The Board of Executive Directors of the Islamic Development Bank (IsDB) has approved US$ 2.3 billion for the IsDB Group Strategic Preparedness and Response Programme for COVID-19 pandemic. As of 30 March, there have been more than 61,794 confirmed COVID-19 cases in 52 Member Countries. Simulation models on the spread of the virus indicate that there may be an exponential rise in the number of cases unless stringent action is taken to suppress the spread. Member Countries with weak healthcare systems are at an extremely high risk.
The Programme aims to support Member Countries’ efforts to prevent, contain, mitigate and recover from the impact of the COVID-19 pandemic. The Programme envisages a holistic approach in the short, medium and long term, accommodating priorities beyond the immediate and emergency response to the health sector, while putting Member Countries back on the path of economic recovery through restoring livelihoods, building resilience and kick-starting economic growth.
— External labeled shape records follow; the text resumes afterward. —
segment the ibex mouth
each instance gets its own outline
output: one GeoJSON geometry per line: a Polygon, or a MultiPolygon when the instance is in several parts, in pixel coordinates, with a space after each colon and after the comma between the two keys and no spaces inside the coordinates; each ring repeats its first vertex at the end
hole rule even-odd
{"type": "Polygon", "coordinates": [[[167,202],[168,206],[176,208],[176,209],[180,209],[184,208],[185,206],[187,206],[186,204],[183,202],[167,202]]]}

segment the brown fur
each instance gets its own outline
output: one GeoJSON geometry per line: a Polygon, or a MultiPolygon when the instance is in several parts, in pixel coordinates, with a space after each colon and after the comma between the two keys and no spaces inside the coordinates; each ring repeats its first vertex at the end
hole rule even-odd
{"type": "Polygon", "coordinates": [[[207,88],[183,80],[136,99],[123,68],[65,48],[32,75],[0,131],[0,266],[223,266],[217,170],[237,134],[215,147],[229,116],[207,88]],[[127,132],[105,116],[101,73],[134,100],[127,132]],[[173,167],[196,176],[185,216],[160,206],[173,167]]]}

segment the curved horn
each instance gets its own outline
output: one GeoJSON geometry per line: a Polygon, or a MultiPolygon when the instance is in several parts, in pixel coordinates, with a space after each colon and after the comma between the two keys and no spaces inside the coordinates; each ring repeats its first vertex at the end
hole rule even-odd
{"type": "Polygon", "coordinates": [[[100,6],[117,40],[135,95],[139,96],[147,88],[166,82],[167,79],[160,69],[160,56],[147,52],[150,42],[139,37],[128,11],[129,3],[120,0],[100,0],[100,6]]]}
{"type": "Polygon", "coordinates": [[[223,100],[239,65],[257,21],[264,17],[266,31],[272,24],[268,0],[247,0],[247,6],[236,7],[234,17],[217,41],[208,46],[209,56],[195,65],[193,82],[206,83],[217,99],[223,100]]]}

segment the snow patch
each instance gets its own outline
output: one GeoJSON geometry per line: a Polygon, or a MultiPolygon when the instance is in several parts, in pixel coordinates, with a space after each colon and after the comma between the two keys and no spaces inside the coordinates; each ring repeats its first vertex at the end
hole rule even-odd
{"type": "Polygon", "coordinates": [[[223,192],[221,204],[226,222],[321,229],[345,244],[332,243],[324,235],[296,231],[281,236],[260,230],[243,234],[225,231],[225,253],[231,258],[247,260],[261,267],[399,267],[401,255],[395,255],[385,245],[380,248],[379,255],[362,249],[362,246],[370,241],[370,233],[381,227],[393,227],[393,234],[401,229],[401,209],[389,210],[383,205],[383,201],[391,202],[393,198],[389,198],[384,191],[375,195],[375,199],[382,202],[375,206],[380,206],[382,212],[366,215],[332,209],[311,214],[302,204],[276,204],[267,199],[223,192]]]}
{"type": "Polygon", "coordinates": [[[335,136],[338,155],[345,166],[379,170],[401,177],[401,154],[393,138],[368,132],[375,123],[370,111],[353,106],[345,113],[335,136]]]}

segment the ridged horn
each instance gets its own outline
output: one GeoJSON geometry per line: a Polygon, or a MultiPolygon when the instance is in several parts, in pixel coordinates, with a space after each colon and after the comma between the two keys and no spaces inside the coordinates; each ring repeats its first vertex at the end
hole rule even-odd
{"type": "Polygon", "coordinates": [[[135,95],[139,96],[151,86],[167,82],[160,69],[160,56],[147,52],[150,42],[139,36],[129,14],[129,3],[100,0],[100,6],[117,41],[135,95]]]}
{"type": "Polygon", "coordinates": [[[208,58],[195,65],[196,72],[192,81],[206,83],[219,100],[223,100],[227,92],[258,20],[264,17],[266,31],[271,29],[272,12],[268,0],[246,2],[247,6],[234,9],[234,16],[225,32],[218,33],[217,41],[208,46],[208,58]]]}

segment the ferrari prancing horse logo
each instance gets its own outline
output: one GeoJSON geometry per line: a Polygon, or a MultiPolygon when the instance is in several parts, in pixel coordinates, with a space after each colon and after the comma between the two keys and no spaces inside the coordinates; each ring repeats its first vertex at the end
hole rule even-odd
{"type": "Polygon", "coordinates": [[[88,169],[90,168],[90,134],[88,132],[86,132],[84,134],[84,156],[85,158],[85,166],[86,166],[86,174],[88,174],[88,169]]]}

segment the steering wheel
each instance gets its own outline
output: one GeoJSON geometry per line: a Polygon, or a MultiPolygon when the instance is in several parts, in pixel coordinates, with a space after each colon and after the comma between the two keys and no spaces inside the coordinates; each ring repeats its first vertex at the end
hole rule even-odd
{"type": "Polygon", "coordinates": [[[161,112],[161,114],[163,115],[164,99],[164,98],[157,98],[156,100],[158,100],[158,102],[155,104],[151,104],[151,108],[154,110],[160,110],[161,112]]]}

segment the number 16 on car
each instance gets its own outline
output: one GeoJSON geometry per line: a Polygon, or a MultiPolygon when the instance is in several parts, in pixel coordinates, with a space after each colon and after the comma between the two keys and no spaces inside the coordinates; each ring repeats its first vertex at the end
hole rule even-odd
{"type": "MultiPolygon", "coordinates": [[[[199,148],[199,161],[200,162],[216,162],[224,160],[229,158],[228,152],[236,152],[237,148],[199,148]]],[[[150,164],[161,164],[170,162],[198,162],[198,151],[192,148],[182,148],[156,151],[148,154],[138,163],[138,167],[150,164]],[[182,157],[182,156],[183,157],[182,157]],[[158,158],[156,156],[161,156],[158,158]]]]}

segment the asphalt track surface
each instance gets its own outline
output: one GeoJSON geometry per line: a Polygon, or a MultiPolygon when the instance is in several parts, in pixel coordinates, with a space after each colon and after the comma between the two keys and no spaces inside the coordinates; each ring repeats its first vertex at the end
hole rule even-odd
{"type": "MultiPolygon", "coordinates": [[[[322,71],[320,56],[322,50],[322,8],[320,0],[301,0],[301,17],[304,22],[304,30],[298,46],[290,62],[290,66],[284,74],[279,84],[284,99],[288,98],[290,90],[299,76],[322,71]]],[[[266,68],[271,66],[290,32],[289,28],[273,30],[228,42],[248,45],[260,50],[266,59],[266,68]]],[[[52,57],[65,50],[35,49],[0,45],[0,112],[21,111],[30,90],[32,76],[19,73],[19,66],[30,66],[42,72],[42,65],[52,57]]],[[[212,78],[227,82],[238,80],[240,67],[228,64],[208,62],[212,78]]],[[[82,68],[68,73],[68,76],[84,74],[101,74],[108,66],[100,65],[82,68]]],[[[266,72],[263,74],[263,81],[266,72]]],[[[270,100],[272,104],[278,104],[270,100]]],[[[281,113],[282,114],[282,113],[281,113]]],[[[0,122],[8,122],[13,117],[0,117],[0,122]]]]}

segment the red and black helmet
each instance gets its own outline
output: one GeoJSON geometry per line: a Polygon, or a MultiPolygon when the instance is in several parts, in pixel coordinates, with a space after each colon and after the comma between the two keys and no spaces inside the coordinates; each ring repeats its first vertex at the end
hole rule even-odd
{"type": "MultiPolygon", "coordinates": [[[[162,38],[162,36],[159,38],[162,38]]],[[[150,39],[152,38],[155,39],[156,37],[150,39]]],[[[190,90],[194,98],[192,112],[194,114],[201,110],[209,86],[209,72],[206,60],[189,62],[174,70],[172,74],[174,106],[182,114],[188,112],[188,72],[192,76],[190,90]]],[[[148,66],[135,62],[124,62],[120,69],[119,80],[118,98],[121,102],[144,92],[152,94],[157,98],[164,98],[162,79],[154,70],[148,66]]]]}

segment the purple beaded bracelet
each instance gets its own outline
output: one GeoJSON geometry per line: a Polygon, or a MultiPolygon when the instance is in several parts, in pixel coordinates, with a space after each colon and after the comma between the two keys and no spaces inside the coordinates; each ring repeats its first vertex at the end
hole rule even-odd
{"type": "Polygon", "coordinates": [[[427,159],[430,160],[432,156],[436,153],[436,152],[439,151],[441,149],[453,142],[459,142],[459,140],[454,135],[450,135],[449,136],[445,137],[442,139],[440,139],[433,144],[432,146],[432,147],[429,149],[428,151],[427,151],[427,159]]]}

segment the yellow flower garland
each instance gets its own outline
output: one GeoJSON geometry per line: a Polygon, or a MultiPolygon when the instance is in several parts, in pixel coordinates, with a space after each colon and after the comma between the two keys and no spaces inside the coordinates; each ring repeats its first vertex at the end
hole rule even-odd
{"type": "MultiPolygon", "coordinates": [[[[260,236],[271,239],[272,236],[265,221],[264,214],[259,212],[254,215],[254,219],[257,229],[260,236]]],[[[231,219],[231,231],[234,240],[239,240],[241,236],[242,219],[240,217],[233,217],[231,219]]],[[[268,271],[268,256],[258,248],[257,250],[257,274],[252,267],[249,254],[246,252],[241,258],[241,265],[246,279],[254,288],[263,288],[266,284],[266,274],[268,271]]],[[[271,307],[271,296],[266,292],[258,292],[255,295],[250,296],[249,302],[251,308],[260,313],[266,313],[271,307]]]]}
The Programme adopts a 3-R approach, with each component focusing on Respond, Restore and Restart and with technology playing a key role at each stage.
The IsDB has made a contribution of US$ 1,520 million to the Programme, the Islamic Solidarity Fund for Development (ISFD) US$ 50 million, the International Islamic Trade Finance Corporation (ITFC) US$ 300 million, the Islamic Corporation for the Development of the Private Sector (ICD) US$ 250 million, the King Abdullah bin Abdulaziz Fund for Charitable Action (KAAP) US$ 8.5 million, the Science, Technology and Innovation Transform Fund US$ 1 million, in addition to US$ 150 million from the Islamic Corporation for the Insurance of Investment and Export Credit (ICIEC).
Dr Bandar Hajjar, the President of the IsDB Group, has stated that this IsDB Group initiative is consistent with the IsDB Strategy and with his five-year programme (P5P) which sets as a top priority meeting Member Countries’ expectations with respect to the IsDB Group’s rapid response to their current and urgent challenges.
Dr Hajjar has estimated that global GDP growth would fall by 0.5% - 1.5% as a result of the crisis, and according to the United Nations Conference on Trade and Development (UNCTAD) an estimated loss to the global economy of 1 to 2 trillion US dollars in 2020. The International Labour Organisation (ILO) also estimated a loss of 25 million jobs.
Dr Hajjar also stated that the global supply chains stand disrupted as a result of poor trading conditions, with SMEs being among the hardest hit. He added that the economic crisis, compounded with dampened economic activity, commodity price crashes, lower tax receipts and low investments presents a huge risk to the Member Countries with a long-term impact on growth and productivity.